Johnson Mektubu ve Kıbrıs’ın stratejik önemi

Johnson Mektubu’nun 56. yıldönümü. Zürih ve Londra Antlaşmaları sonucu 16 Ağustos 1960’ta Kıbrıs Cumhuriyeti’nin kurulması Türk dış politikası için bir başarıdır. Ancak bu sorunu çözmedi ve 1963’te Kıbrıs’ta kanlı olaylar yeniden başladı. Birleşmiş Milletler Güvenlik Konseyi (BMGK), 4 Mart 1964 günü 186 sayılı kararı aldı. Karar, Kıbrıs’ta BM Barış Gücü kurulmasını tavsiye ederken, bunu Kıbrıs Hükümeti’nin rızasına bağladı. 186 sayılı karar Rum yönetiminin “yasal” Kıbrıs Hükümeti olarak tanınmasını sağlamıştır. Türkiye çıkarma gemilerine sahip olmadığı için Ada’ya çıkarma olanağı yoktu. 186 sayılı kararı kabul etmek zorunda kaldı, bizi işgalci olarak suçlamalarına gerekçe olarak gösterilmektedir. Rum saldırıları durmadığı için Türkiye garantörlük hakkına dayanarak Kıbrıs’a müdahale etmek istiyordu. Ancak, Türkiye’nin çıkarma yapacak gemisi bile yoktu, başarısız olunabileceği düşüncesi İsmet İnönü’nü tedirgin ediyordu. İsmet Paşa, ABD’nin karşı çıkması ile çıkarmanın ertelenebileceğini düşünüyordu.

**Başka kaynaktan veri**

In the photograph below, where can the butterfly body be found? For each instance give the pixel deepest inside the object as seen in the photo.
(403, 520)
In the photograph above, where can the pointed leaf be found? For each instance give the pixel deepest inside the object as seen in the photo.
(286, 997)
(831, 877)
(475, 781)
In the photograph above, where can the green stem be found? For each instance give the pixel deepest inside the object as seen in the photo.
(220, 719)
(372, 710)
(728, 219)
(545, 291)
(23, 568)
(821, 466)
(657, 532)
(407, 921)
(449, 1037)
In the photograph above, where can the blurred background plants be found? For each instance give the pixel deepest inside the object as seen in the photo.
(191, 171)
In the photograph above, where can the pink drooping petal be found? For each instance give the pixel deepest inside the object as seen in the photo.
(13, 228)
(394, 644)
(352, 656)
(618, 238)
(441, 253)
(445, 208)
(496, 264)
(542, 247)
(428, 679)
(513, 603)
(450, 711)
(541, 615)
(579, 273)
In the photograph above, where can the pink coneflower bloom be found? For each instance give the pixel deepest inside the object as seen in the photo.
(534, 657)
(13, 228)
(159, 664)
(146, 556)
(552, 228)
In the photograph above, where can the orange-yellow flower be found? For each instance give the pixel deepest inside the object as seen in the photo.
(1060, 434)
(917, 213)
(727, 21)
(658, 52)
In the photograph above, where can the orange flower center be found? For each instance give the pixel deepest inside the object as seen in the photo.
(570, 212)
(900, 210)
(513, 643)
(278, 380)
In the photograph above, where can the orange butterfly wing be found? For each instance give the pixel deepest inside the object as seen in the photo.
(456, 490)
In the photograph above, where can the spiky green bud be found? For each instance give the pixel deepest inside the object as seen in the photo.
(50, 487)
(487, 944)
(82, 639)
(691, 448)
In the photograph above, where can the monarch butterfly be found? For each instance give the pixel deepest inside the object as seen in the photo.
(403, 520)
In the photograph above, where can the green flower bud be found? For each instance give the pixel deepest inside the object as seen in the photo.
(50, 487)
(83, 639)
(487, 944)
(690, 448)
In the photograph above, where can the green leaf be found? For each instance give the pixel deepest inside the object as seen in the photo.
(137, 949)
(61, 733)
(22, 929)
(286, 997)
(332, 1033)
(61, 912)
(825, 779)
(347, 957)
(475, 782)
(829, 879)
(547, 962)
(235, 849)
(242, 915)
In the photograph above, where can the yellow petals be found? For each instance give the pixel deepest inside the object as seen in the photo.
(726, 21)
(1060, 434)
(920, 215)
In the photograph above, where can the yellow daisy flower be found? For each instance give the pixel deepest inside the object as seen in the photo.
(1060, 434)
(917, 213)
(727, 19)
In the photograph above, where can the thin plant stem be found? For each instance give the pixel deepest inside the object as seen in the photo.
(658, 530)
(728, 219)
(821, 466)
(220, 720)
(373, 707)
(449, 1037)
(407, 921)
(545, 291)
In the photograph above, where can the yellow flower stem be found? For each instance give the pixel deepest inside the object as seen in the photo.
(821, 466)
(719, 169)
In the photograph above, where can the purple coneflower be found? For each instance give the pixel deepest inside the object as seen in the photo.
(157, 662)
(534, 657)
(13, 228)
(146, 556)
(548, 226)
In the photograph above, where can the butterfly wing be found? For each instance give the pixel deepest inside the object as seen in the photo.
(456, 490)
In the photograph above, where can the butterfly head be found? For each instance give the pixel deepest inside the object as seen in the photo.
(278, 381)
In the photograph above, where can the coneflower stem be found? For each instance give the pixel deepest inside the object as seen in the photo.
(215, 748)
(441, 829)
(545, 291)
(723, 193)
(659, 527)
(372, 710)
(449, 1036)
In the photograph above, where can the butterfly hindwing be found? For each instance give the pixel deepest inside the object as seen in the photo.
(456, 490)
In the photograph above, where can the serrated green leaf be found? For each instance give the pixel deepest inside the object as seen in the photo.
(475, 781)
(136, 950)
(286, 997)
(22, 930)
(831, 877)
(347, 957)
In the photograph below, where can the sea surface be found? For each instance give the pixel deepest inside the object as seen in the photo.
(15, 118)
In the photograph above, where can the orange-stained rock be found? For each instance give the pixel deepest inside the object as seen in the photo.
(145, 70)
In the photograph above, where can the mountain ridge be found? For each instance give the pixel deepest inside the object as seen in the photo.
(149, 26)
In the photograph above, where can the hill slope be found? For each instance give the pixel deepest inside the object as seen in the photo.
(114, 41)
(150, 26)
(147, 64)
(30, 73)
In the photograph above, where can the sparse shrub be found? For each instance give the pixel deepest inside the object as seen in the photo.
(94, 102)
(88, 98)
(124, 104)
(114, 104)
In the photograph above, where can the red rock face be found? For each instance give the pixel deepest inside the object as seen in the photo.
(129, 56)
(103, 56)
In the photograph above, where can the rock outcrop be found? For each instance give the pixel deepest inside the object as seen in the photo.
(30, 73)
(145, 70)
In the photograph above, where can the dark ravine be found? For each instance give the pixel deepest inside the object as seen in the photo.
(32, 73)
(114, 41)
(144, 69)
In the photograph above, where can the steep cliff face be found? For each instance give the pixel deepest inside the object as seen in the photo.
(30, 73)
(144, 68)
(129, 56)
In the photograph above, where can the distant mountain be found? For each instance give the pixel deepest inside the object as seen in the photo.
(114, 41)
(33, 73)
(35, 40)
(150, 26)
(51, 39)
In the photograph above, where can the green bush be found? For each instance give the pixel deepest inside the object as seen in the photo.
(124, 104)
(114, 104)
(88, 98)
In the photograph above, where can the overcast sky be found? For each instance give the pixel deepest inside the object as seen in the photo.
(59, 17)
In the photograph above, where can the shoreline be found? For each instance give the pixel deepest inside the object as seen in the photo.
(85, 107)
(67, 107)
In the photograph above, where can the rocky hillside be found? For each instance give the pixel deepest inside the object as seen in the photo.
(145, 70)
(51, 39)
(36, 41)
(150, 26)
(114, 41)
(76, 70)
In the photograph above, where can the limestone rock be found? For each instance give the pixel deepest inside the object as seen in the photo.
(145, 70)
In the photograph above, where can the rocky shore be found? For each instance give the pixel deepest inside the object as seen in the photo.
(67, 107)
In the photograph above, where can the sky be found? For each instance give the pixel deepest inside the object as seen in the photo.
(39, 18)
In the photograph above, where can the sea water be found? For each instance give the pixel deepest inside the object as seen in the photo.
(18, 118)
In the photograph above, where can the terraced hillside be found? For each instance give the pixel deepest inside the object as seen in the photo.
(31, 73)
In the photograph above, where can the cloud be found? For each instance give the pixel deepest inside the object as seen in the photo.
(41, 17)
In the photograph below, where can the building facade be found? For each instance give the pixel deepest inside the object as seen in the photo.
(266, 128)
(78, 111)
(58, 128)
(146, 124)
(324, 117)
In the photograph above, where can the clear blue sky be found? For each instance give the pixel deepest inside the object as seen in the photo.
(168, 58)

İnönü Hükümeti Kıbrıs’a çıkarma yapacağını ABD’ye iletiyor ve görüşünü soruyor. ABD ise 5 Haziran 1964 tarihli Johnson Mektubu’nu Türkiye’ye iletiyor, ancak mektup çok incitici dile sahipti. Mektup, asıl iki noktayı öne çıkarıyordu:

Birincisi, Türkiye’nin Kıbrıs’a müdahalesi sonucu Sovyetler Birliği işe karışırsa ABD’nin Türkiye’yi savunamayacağını. İkincisi, Amerika tarafından sağlanan askeri silah ve malzemenin kullanılmasına muvafakat edemeyeceğini bildiriyordu. Büyük devlet adamı İnönü bu süreçte “Yeni bir dünya kurulur, Türkiye de oradaki yerini alır” diyor, İnönü’nün öngörüsü ne kadar gerçekçi.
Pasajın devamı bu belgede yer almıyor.